AirVantage asset data commands are sometimes very slow to reach target

nick · May 25, 2018, 5:39pm

Hello all,

I’ve recently been working on issuing commands to our hardware using AirVantage asset data commands and the AirVantage REST API to issue these commands. For the most part, it works well and responds quickly. However, roughly 1 in 10 requests seem to take up to 5 minutes to arrive on the hardware. Is this normal/expected behaviour? If so, where is the bottleneck?

Any help is greatly appreciated. Let me know if you any logs or debug info would be helpful and I can provide it.

Cheers!

nick · May 25, 2018, 6:05pm

Example operation that took ~2 minutes

nick · May 29, 2018, 9:24pm

Hey all,

I’m still seeing this, but it seems worse lately. It’s not uncommon for them to just never get delivered period now.

I’ve been sure to check that my target and operations are using the same path:

May 29 21:00:01 swi-mdm9x15 user.info Legato:  INFO | avcDaemon[1019]/avcDaemon T=main | avData.c le_avdata_AddResourceEventHandler() 2460 | Registering handler on /syncConfig/commands/takePhoto

drewwestrick · May 30, 2018, 12:03am

@nick

I have had similar issues with commands taking a long time to execute. What version of Legato are you currently running? I’ve seen much better AirVantage connection performance (upstream & downstream) using 18.04 with the mangOH legato patches applied.

nick · May 30, 2018, 12:50am

Hey @drewwestrick,

We’re running the same setup (18.04 and patches) and it still performs poorly. It seems today that none of our requests are getting delivered period.

drewwestrick · May 30, 2018, 1:46am

@nick

Yeah, I’ve definitely seen things be hit or miss with AV especially on the data receive side of things.

I’m assuming you can do a cm data connect and ping 8.8.8.8 with no problems?

Is it just on the data receive side of things or are you also seeing any delays / issues on pushing messages?

asyal · May 30, 2018, 4:14am

@rjacolin can you look into this?

asyal · May 30, 2018, 4:22am

@dclark75 can you look into this as well?

@nick can you share the log files?

nick · May 30, 2018, 9:02am

Hey @drewwestrick,

Units are connecting fine as we can see them pushing time series data to AirVantage.

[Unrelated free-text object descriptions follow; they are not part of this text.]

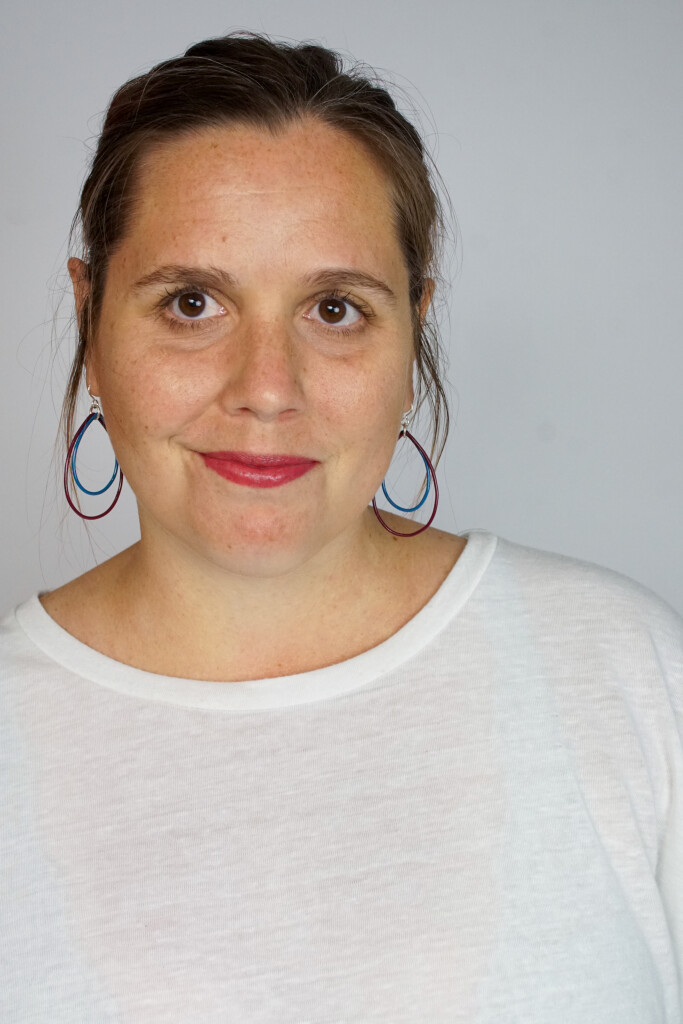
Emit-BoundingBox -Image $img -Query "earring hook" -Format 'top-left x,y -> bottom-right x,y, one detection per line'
86,382 -> 102,417
400,405 -> 415,437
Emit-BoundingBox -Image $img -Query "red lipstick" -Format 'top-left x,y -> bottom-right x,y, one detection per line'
199,450 -> 318,488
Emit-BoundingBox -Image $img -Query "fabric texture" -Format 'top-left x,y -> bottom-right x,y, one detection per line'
1,529 -> 682,1023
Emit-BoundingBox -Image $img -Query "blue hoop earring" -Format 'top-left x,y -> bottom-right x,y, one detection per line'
71,414 -> 119,495
372,413 -> 439,538
64,390 -> 123,520
381,447 -> 431,512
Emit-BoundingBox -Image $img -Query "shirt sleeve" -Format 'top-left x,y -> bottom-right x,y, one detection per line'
649,597 -> 683,1013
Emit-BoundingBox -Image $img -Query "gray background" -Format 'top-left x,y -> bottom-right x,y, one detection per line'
1,0 -> 681,615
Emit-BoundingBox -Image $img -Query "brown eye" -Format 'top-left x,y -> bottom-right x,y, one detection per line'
310,297 -> 362,330
318,299 -> 346,324
168,291 -> 226,325
177,292 -> 206,317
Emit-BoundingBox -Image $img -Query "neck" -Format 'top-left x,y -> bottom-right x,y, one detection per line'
105,508 -> 414,679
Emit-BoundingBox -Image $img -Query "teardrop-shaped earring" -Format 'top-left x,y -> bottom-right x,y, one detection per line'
63,387 -> 123,520
372,410 -> 439,537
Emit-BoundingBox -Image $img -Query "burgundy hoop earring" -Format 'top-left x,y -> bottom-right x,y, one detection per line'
372,423 -> 439,538
64,395 -> 123,520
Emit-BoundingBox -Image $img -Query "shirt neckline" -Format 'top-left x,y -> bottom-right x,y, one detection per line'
13,530 -> 497,711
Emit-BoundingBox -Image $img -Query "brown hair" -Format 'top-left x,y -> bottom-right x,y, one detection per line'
64,31 -> 452,464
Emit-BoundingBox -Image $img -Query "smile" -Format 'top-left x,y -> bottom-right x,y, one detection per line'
198,451 -> 319,489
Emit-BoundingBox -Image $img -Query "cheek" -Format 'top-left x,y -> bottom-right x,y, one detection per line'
314,355 -> 406,469
321,353 -> 406,418
100,347 -> 220,442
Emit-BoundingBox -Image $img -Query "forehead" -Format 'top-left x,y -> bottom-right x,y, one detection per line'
119,119 -> 405,281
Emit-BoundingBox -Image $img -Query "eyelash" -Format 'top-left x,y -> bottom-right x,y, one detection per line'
308,290 -> 375,335
155,286 -> 374,336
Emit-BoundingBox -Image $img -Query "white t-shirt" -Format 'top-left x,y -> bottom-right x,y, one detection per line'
1,530 -> 682,1023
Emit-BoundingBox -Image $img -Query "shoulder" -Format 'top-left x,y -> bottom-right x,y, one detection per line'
488,532 -> 681,624
0,596 -> 50,659
0,599 -> 34,652
0,598 -> 52,715
484,532 -> 683,670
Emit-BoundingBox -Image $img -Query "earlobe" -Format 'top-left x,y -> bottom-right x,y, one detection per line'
404,359 -> 416,416
84,341 -> 101,398
84,362 -> 100,398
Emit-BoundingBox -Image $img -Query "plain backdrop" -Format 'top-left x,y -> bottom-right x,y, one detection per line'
1,0 -> 682,616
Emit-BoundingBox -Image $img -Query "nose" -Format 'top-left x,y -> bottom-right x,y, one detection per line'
218,317 -> 304,423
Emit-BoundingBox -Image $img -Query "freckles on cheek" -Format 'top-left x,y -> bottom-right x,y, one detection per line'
115,358 -> 216,436
322,366 -> 404,426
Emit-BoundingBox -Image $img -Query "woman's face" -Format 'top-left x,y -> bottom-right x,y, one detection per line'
78,119 -> 423,576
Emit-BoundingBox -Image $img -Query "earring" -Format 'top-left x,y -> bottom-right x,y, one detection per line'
63,387 -> 123,520
372,410 -> 439,537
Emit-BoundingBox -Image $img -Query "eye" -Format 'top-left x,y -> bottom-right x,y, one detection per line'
306,295 -> 364,330
168,290 -> 226,322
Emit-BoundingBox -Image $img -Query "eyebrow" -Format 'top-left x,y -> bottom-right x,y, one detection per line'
130,264 -> 398,306
301,269 -> 397,305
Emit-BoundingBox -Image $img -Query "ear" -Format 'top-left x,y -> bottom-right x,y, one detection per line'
67,258 -> 99,394
418,277 -> 435,323
68,257 -> 91,331
404,279 -> 434,415
404,357 -> 416,416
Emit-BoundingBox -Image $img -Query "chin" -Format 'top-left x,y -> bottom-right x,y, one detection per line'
187,506 -> 331,579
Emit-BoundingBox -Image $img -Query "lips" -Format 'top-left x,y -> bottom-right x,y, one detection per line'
198,450 -> 319,489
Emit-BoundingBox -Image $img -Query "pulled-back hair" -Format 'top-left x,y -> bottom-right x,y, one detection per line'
65,31 -> 452,463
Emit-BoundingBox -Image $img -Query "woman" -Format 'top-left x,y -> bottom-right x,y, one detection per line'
1,32 -> 681,1023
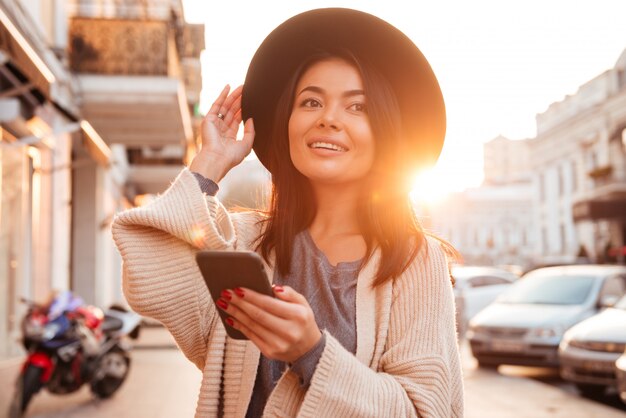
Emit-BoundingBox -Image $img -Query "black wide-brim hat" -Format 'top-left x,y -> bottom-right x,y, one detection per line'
242,7 -> 446,174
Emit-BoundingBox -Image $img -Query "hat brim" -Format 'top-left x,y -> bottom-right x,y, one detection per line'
242,7 -> 446,174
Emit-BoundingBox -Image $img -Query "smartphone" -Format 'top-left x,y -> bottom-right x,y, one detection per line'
195,250 -> 274,340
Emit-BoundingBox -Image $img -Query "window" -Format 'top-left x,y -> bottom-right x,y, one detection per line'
599,276 -> 626,305
589,151 -> 598,170
0,144 -> 31,357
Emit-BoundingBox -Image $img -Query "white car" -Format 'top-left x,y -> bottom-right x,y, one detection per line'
559,294 -> 626,396
468,265 -> 626,368
452,266 -> 518,338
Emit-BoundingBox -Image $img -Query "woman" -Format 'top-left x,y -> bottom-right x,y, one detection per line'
113,8 -> 463,418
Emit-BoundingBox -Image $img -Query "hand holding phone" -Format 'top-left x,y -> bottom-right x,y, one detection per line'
195,250 -> 273,340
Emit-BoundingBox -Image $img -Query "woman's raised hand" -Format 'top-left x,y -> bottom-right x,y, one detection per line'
189,85 -> 255,182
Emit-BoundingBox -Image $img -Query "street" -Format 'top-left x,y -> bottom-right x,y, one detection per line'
1,327 -> 625,418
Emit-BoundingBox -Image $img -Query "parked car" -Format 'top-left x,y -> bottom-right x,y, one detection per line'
451,266 -> 518,338
559,293 -> 626,396
467,265 -> 626,368
616,349 -> 626,405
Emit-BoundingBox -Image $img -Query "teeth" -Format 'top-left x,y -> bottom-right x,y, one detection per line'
309,142 -> 347,152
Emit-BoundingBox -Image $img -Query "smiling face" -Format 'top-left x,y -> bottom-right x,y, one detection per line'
288,58 -> 375,186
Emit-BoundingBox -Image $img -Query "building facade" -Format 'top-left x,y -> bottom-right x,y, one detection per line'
530,49 -> 626,265
431,49 -> 626,270
0,0 -> 203,359
429,183 -> 536,269
428,135 -> 535,269
483,134 -> 531,185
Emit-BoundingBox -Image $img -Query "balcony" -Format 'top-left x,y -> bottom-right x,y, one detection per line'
68,16 -> 196,148
125,146 -> 185,195
573,164 -> 626,222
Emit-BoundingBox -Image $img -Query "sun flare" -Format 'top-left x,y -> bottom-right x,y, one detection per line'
410,168 -> 453,206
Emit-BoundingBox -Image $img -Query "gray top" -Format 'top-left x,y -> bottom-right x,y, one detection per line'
245,230 -> 361,418
191,172 -> 360,417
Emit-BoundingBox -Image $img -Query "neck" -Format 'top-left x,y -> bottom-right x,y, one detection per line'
309,181 -> 363,238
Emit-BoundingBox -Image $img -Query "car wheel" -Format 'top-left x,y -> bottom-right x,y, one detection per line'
575,383 -> 606,397
475,359 -> 500,370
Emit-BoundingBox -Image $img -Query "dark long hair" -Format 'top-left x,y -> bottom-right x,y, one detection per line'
255,50 -> 458,287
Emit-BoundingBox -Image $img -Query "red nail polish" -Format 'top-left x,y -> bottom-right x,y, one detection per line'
216,299 -> 229,310
273,285 -> 284,293
234,287 -> 245,298
221,290 -> 232,300
226,317 -> 234,326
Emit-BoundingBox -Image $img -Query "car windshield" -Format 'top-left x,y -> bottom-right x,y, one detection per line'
498,273 -> 596,305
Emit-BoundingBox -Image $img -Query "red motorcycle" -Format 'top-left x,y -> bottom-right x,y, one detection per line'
8,291 -> 141,418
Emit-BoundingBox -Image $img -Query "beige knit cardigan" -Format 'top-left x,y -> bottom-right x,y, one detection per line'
112,168 -> 464,417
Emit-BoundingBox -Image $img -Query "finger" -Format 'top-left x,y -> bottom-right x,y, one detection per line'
227,316 -> 271,349
232,108 -> 243,127
218,86 -> 243,121
272,285 -> 307,304
241,118 -> 255,149
207,85 -> 230,117
232,287 -> 295,320
223,95 -> 241,126
229,109 -> 243,135
223,296 -> 291,341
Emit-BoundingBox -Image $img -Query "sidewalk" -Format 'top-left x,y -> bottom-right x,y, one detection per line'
1,326 -> 625,417
0,325 -> 201,418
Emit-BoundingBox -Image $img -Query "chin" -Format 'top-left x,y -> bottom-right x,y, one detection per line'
303,170 -> 367,186
292,157 -> 371,185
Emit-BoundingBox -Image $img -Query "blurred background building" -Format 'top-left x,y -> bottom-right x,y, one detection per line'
430,49 -> 626,270
0,0 -> 203,358
533,49 -> 626,266
483,134 -> 531,186
430,136 -> 537,268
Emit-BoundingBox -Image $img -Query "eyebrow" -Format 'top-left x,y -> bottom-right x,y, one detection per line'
297,86 -> 365,98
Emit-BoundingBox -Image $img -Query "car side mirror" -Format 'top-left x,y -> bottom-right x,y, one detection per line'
599,294 -> 619,308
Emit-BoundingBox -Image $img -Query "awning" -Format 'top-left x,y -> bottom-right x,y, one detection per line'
0,5 -> 54,99
77,74 -> 193,147
573,197 -> 626,222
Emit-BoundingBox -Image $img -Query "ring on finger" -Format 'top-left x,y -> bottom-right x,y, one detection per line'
217,113 -> 225,120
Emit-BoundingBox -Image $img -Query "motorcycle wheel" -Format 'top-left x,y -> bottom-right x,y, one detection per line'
90,349 -> 130,399
8,365 -> 44,418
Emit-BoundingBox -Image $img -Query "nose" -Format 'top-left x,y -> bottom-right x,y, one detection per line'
317,106 -> 341,130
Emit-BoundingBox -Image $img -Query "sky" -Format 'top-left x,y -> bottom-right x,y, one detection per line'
182,0 -> 626,196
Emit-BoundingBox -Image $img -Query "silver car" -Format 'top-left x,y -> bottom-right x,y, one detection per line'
559,294 -> 626,396
452,266 -> 518,338
467,265 -> 626,368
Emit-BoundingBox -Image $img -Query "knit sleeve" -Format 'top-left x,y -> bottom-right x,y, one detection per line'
267,237 -> 464,417
112,167 -> 263,370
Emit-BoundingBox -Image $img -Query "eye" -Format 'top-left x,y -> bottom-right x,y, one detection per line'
299,98 -> 322,108
348,102 -> 367,113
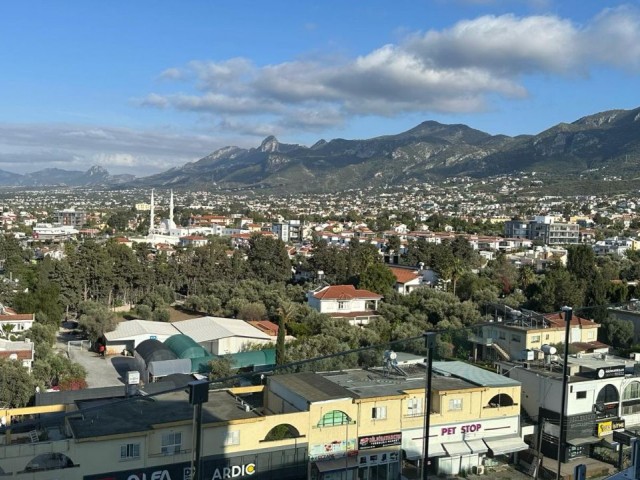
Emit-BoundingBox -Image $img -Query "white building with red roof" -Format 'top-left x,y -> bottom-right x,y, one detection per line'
0,313 -> 35,335
307,285 -> 383,326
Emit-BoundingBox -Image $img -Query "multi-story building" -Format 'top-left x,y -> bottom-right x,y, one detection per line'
499,352 -> 640,465
593,237 -> 639,256
472,310 -> 602,362
54,209 -> 87,227
504,216 -> 580,246
272,220 -> 302,243
0,359 -> 527,479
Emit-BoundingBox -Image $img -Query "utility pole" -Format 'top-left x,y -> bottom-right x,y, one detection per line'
422,332 -> 436,480
556,307 -> 573,480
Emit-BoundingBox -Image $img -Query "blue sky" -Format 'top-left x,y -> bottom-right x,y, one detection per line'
1,0 -> 639,175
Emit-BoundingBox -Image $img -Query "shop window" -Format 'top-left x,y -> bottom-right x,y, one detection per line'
372,406 -> 387,420
224,430 -> 240,446
448,398 -> 463,411
576,391 -> 587,399
317,410 -> 350,427
623,382 -> 640,401
161,432 -> 182,455
120,443 -> 140,460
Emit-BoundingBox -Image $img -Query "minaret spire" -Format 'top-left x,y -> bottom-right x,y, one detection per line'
169,189 -> 174,228
149,189 -> 155,235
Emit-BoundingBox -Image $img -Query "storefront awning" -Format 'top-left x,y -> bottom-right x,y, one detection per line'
465,438 -> 488,454
567,436 -> 600,446
443,441 -> 472,456
315,457 -> 358,472
428,442 -> 447,458
484,436 -> 529,456
402,437 -> 447,460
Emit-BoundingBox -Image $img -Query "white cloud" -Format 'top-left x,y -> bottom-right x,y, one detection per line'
139,7 -> 640,133
0,124 -> 230,176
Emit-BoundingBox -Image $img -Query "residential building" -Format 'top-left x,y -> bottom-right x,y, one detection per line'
388,266 -> 438,295
307,285 -> 382,326
0,313 -> 35,335
504,216 -> 580,246
472,309 -> 602,362
272,220 -> 302,243
0,338 -> 35,372
593,237 -> 639,256
54,209 -> 87,227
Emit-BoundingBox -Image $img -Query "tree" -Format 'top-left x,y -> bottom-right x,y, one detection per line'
77,301 -> 117,343
600,318 -> 634,349
209,356 -> 234,382
358,263 -> 396,296
152,308 -> 171,322
567,245 -> 596,281
237,302 -> 267,321
247,234 -> 291,283
276,301 -> 297,366
0,358 -> 34,407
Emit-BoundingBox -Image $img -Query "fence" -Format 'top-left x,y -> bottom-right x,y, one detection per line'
67,340 -> 91,353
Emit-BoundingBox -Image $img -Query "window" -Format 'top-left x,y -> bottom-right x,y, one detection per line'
120,443 -> 140,460
317,410 -> 350,427
545,334 -> 550,340
224,430 -> 240,446
372,406 -> 387,420
448,398 -> 463,411
161,432 -> 182,455
588,331 -> 595,340
338,301 -> 347,310
576,391 -> 587,399
511,334 -> 521,343
499,332 -> 506,340
407,397 -> 423,416
530,335 -> 541,343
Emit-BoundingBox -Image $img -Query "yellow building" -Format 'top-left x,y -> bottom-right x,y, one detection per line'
0,361 -> 525,479
474,311 -> 602,362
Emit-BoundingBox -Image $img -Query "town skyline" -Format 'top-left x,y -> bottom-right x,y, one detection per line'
1,1 -> 639,176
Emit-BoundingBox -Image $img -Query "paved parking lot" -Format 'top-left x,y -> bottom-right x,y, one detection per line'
57,327 -> 137,388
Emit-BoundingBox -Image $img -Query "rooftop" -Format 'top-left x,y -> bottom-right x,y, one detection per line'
311,285 -> 382,300
67,389 -> 260,439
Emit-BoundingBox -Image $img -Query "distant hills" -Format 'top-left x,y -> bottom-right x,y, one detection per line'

Overall I really like the design and API of AirVantage, but reliability from the target has been marginal at best. Pushing data (primarily with time series) works well for the most part, but we have seen publishes begin to fail after being deployed in the field for a while. We have a watchdog in place to catch this (reboot fixes it), but it’s annoying and suboptimal that the device is required to reboot regularly.

Sending data to the target has been much more unpredictable. A few days ago I was receiving commands almost instantly, then delayed by 2 to 10 minutes, and then not at all. I’m not really sure how to explain this variance. We’ve been sure to keep Legato up to date along with those patches in the hopes that this improves, but it’s still proving pretty problematic.

I have been strongly considering prototyping a connection service implemented over MQTT (@dfrey already did some work on an MQTT client). AirVantage provides excellent abstraction that is powerful to developers, but abstraction is frustrating if it performs unpredictably.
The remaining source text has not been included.